Bartender: water on the rocks!

Bottled water is a pet-peeve of mine. Now, I can understand the fact that bottled-water is needed in places where tab-water is not drinkable. But take Finland for example. Finland has humungous amounts of fresh water available, straight through the faucet. Independent comparisons show that tab-water in Finland is clearly superior to Evian and other bottled waters out there.

So what is the hit-drink in Finland these days? Bottled water, of course! Hell, even my workplace is full of bottled water. Now, maybe that's due to the fact that we routinely have people over from all over te world, and they might not know that the tab-water is actually better than the water in the bottle.
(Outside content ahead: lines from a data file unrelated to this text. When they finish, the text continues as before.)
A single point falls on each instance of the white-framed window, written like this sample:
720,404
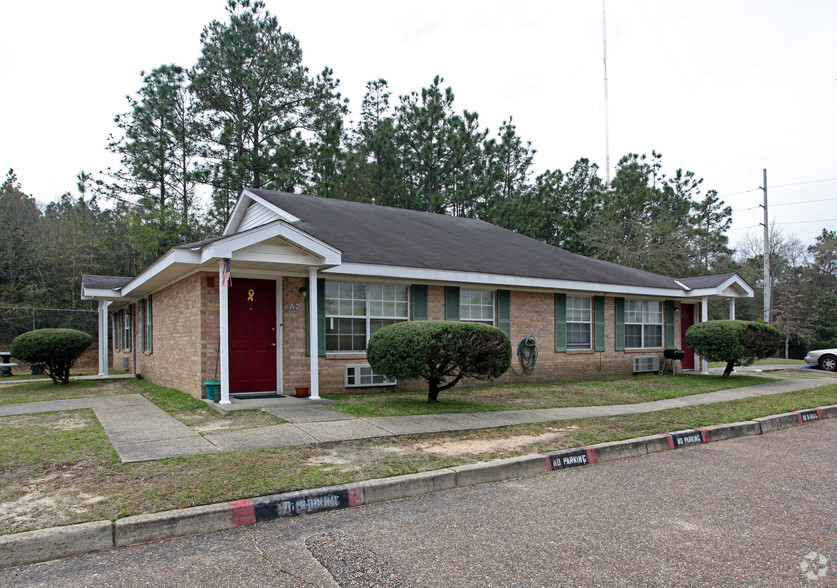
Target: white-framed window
354,312
643,324
146,325
579,323
476,306
126,332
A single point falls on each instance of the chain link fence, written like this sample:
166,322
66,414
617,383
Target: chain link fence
15,320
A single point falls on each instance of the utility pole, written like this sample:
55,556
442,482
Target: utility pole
768,280
604,65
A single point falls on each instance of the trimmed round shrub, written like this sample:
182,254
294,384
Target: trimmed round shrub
733,342
57,349
440,352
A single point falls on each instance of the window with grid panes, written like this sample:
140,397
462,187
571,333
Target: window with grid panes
354,312
579,322
643,324
476,306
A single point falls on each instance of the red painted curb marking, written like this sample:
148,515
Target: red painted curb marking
243,512
591,453
356,496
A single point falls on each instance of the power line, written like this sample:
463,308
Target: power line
785,204
806,182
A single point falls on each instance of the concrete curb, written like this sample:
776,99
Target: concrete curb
55,543
59,542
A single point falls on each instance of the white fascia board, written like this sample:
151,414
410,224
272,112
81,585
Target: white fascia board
425,275
224,248
733,281
241,208
179,256
100,294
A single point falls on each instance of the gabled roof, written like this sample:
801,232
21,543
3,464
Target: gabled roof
380,235
705,281
103,282
280,232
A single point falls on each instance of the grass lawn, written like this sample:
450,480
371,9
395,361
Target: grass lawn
59,468
768,361
191,411
629,390
46,390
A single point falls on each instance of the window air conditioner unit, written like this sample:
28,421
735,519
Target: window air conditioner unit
646,363
362,376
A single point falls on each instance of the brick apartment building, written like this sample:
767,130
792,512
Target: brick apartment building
239,308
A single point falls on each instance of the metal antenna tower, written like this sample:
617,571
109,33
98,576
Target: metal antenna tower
604,63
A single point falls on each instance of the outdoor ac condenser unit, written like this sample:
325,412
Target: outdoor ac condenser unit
357,376
647,363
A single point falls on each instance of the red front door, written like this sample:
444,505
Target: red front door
687,319
252,324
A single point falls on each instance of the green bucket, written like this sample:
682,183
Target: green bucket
213,391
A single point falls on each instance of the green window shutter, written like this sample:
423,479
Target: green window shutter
117,327
504,311
320,318
150,326
419,294
619,323
307,321
451,303
142,325
598,325
560,322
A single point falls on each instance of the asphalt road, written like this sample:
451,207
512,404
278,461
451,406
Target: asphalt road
758,511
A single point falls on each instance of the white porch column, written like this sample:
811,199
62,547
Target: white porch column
103,337
224,327
704,316
313,333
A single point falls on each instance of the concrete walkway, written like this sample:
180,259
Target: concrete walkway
139,431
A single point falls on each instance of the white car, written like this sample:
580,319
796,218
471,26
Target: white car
826,359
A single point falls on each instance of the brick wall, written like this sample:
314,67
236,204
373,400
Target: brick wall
532,313
186,340
176,357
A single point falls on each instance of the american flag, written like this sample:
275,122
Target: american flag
226,277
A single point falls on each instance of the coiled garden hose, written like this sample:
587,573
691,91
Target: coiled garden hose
527,354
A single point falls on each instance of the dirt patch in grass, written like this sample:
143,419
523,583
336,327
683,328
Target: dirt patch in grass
630,390
481,446
42,391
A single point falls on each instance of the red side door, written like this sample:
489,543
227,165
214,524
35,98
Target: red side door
687,319
252,330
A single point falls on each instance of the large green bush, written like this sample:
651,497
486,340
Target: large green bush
440,352
733,342
58,349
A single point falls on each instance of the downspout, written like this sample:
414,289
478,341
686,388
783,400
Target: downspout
313,333
103,338
224,332
704,316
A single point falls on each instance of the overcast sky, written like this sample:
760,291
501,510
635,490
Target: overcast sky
723,88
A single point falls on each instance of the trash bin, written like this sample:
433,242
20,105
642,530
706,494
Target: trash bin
213,391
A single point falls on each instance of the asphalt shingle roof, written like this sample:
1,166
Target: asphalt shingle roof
705,281
381,235
103,282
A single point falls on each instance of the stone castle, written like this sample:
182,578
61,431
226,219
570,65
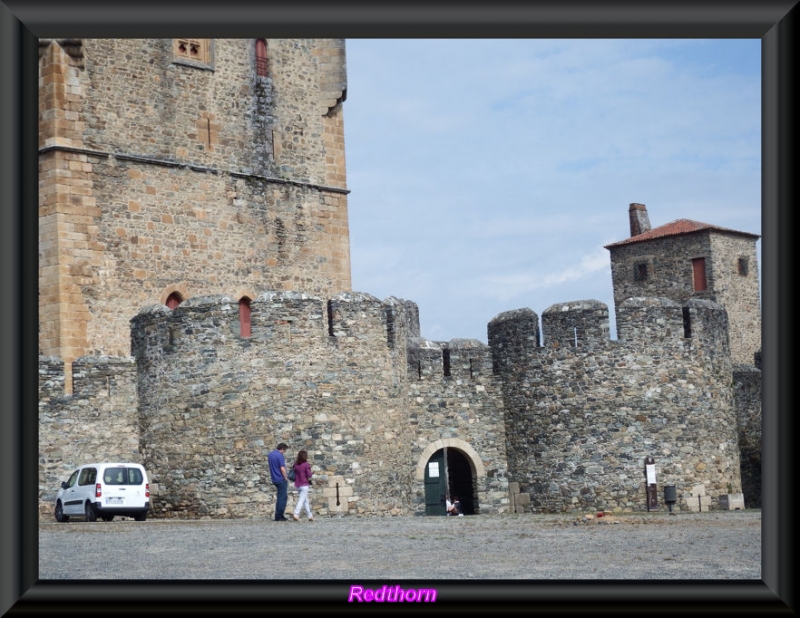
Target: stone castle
195,309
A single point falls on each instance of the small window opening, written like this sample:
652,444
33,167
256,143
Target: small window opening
687,323
173,300
743,267
699,274
244,317
640,271
262,65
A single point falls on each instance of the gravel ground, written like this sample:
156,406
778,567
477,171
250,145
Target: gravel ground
647,546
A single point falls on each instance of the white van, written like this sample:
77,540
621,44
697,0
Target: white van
104,490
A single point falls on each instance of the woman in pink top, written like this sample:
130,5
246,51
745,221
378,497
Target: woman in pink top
302,476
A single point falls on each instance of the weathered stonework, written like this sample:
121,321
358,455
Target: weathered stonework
204,184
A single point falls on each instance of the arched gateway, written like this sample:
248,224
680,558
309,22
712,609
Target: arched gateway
450,467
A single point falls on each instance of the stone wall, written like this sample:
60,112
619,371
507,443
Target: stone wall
747,398
669,275
161,175
455,400
98,422
581,420
320,376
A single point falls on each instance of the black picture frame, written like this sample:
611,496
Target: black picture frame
23,22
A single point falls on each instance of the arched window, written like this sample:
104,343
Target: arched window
261,58
244,317
173,300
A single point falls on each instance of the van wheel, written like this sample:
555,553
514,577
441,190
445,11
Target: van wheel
60,512
89,511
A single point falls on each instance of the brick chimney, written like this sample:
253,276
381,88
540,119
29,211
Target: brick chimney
640,222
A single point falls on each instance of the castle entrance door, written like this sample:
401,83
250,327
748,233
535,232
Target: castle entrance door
448,472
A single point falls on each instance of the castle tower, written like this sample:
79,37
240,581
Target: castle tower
174,168
685,260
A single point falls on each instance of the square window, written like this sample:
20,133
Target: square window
196,50
743,267
640,271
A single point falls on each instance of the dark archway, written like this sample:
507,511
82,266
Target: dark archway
448,471
461,481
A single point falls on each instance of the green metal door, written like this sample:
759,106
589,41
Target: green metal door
435,485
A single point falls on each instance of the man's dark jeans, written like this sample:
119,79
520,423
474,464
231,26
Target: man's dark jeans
283,498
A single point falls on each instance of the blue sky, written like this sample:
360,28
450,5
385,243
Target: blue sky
487,174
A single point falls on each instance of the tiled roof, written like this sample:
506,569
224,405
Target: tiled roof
676,228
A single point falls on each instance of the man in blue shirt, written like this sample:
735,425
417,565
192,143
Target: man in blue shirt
277,470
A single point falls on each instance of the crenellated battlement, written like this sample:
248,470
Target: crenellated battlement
274,319
585,323
459,359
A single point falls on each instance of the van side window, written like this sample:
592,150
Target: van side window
114,476
88,476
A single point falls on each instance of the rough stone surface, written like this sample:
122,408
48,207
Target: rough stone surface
165,177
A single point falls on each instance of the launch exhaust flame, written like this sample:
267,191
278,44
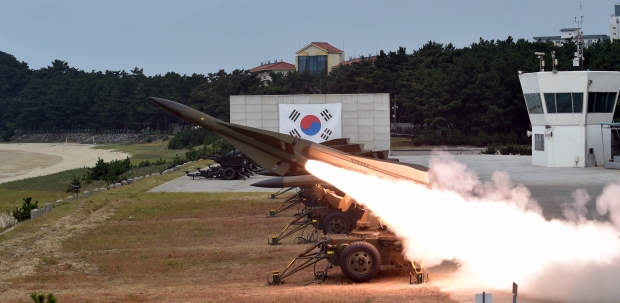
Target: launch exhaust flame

But still. Not only do we have bottled water, we have watercoolers as well, even though there's cool and pletiful water available through "normal" means.

What's the deal here? Let's haul waterbottles around in trucks, so that we can consume some more oil and pollute a bit more. Let's make even more plastic bottles because, let's face it: you can never have too many plastic bottles in a society! Yeah, we have humungous amounts of clean water coming in to every household, but since marketdroids say that selling people bottled water at about 200 times the price the tab-water costs is a smart thing to, who am I to argue? Well, it's smart for the people who are selling the water that is.... Hell, why don't I start selling regural tab-water in some stylish bottle? quality would be superior to to 95% of bottled water out there. I could say on the label that "this water comes from deep within the soil of Finland", and it would still be the exact same water I get from the tab.

Reality called. It told that bottled water in places like Finland is DUMB!

1 comment:

Unknown said...

You can drink tapwater in Sydney. Apparently you can't in Adelaide. Years ago some nightclubs only had hot water in the restrooms so you had to buy cold bottled water at an exorbitant price from the bar (instead of filling up for free). Thank god someone came to their senses and made that practice illegal.